Under the watchful eye of the Kremlin's representatives in the Assembly, the US president remarked that the sanctions "explicitly allow Russia to export food and fertiliser". In doing so, he sought to dismiss the rhetoric amplified by Moscow and its like-minded channels that points to the West for exacerbating the food crisis through sanctions. In this respect, Russia "has no limitations whatsoever", Biden added. "It is Russia's war that is making food insecurity worse, and only Russia can end it. 

In his speech, the US president moved from accusations against Russia to one of the themes that has marked his first term in office: the growing rivalry between autocracies and democracies on a global scale. Quoting former President Harry S. Truman, the signatory of the UN Charter that made the United States the first country to complete the ratification process, Biden assured that Washington is determined to protect the democratic model wherever it is needed "to meet the challenges of our age". He acknowledged, however, that it must prove its effectiveness. 

Joe Biden
Human rights, nuclear deal and a new Cold War?

After devoting the bulk of his speech to portraying Russia as an international pariah, Biden redoubled his efforts to present the US as the guarantor of human rights, the fight against climate change and the rules-based world order. Back to multilateralism. Calls for financial assistance to mitigate the effects of "floods in Pakistan and drought in the Horn of Africa", direct consequences of the climate crisis, were joined by denunciations of the actions of autocratic regimes. 

From the "re-education camps" in the Chinese province of Xinjiang, included in a recent UN report, to the precarious situation of women in the Taliban regime in Afghanistan, where girls can barely go to school, and Iran, where the death in police custody of Mahsa Amini, a 22 year old woman who was questioned by the authorities for not wearing the veil correctly, has sparked a series of protests throughout the country that have resulted in the death of at least five people. Biden reviewed and denounced each and every one of these cases

UN General Assembly

He then made it clear that the United States "is not seeking conflict or a cold war". "We are not asking any nation to choose between the United States and other partners", Biden reaffirmed his commitment to the "one China" policy, despite his constant rapprochement with Taiwan, with whom he maintains a strategic ambiguity regarding its defence in the event of a Chinese attack. 

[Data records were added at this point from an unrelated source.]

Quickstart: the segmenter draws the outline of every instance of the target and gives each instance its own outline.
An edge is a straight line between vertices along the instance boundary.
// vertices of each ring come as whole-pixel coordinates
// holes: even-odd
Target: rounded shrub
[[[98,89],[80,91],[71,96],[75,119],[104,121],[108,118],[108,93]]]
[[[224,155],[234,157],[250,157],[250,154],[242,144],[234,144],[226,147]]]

He did not show such restraint with Iran, with whom he has been negotiating for more than 17 months the renewal of the nuclear agreement within the framework of the P5+1. The aim is to curb at all costs the Persian nuclear programme, which, according to observers, could be close to atomic weapons. The battery of accusations by Iranian leader Ebrahim Raisi, who addressed the Assembly minutes before Biden, did not bode well, but the US president pledged that Iran "will never acquire a nuclear weapon".